COMPARATIVE ANALYSIS OF MIRNA REGULATORY PATHWAYS IN ATHEROSCLEROSIS: UNRAVELLING SIMILARITIES AND DIVERGENCES ACROSS DIFFERENT STAGES AND PHENOTYPES

Background: Atherosclerosis remains a leading cause of cardiovascular morbidity and mortality worldwide, contributing to life-threatening complications such as coronary artery disease, myocardial infarction, stroke, and peripheral vascular disease. Despite well-established risk factors such as hyperlipidemia, hypertension, oxidative stress, and inflammation, the molecular underpinnings of plaque development and progression are still being elucidated. Among the emerging regulators, microRNAs (miRNAs)—short, non-coding RNAs—have gained recognition for their ability to post-transcriptionally modulate gene expression and influence vascular cell behavior and immune responses.
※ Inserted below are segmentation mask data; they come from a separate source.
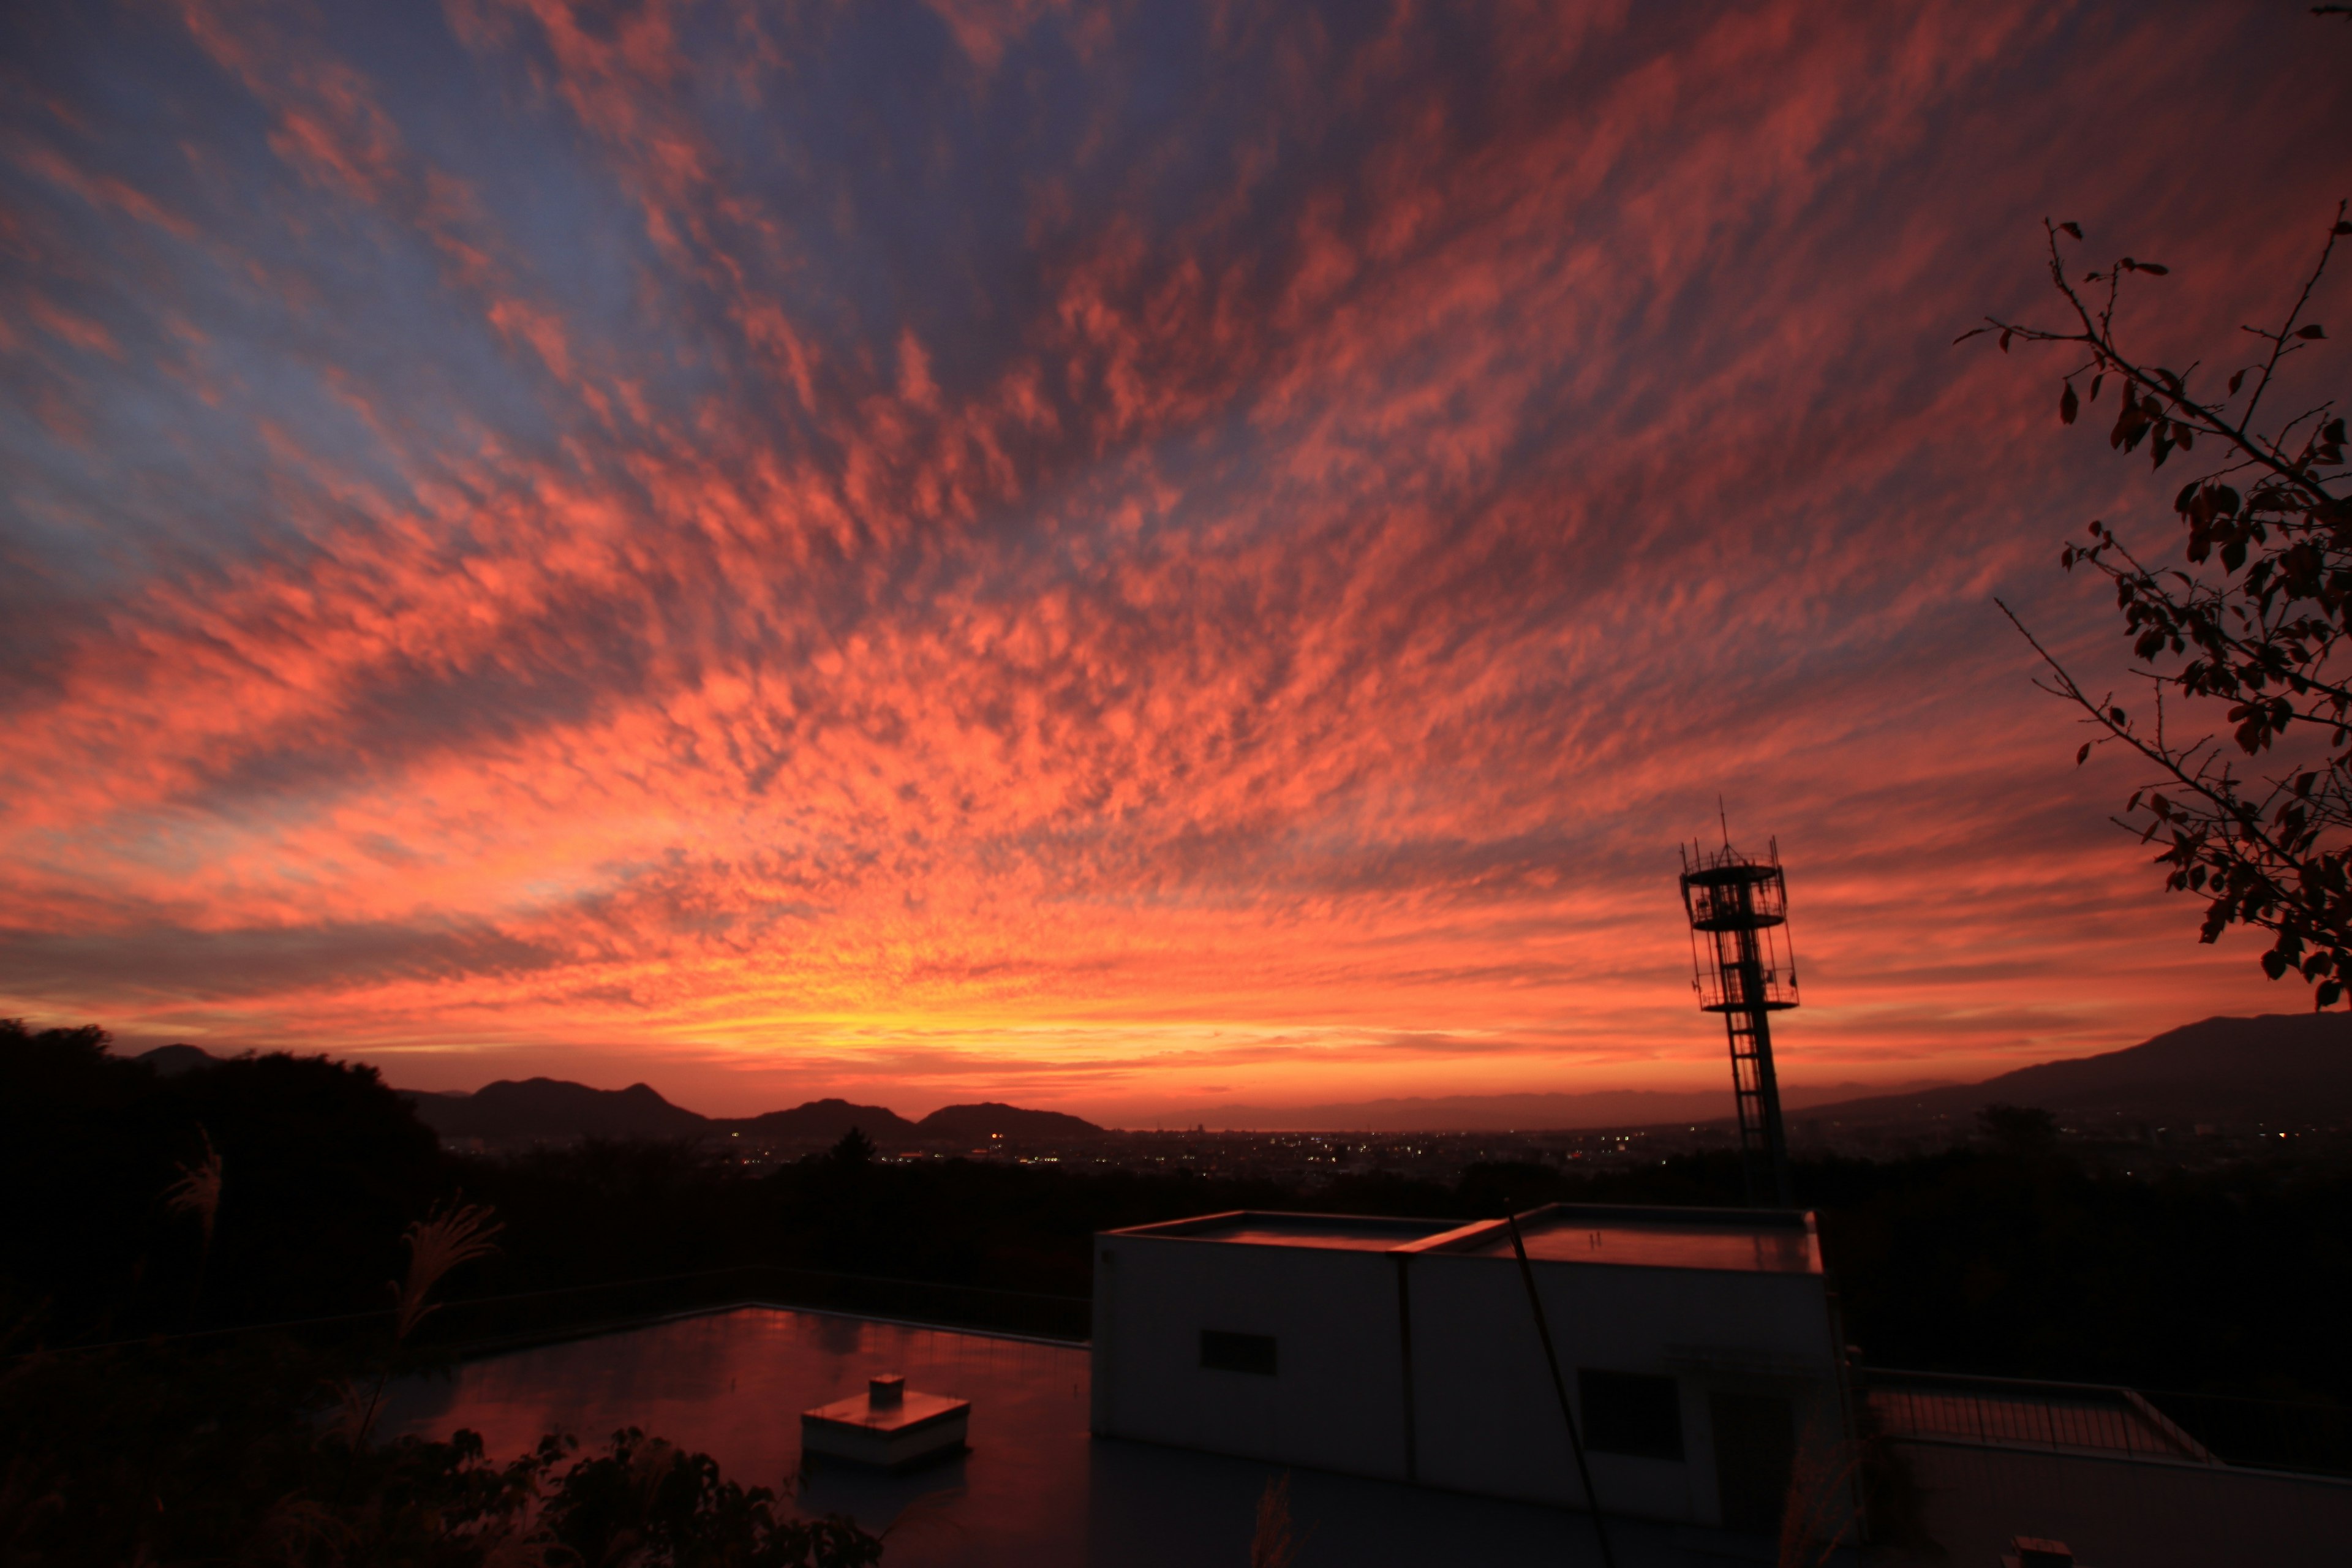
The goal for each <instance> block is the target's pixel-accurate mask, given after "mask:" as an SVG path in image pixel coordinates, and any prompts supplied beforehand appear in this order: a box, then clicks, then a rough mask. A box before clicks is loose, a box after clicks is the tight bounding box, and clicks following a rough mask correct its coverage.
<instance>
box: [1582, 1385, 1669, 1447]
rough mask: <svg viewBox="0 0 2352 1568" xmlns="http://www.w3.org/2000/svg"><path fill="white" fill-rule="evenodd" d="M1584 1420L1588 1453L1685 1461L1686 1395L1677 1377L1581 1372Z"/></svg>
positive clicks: (1586, 1445) (1585, 1443) (1586, 1442)
mask: <svg viewBox="0 0 2352 1568" xmlns="http://www.w3.org/2000/svg"><path fill="white" fill-rule="evenodd" d="M1576 1396H1578V1403H1581V1406H1583V1415H1585V1448H1590V1450H1592V1453H1630V1455H1635V1458H1642V1460H1679V1458H1682V1394H1679V1392H1677V1389H1675V1380H1672V1378H1644V1375H1639V1373H1597V1371H1592V1368H1590V1366H1578V1368H1576Z"/></svg>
Objective: This review aims to explore the regulatory role of miRNAs in the initiation, progression, and phenotypic diversification of atherosclerotic plaques, and to evaluate their potential as diagnostic biomarkers and therapeutic targets.

Main Discussion Points: The review discusses the involvement of miRNAs in endothelial dysfunction, lipid accumulation, foam cell formation, and plaque instability. It highlights the differential expression of key miRNAs such as miR-92a, miR-126, miR-155, and miR-221 across various stages and phenotypes of atherosclerosis. Methodological approaches including next-generation sequencing, in vivo animal models, and integrative omics analyses are reviewed. The role of genetic polymorphisms and environmental stimuli in modulating miRNA expression is also addressed.

Conclusion: miRNAs serve as central regulators in the complex pathophysiology of atherosclerosis, with distinct expression profiles correlating with disease stage and vascular phenotype. Their diagnostic and therapeutic potential warrants further investigation through well-designed clinical studies to enable their translation into clinical practice.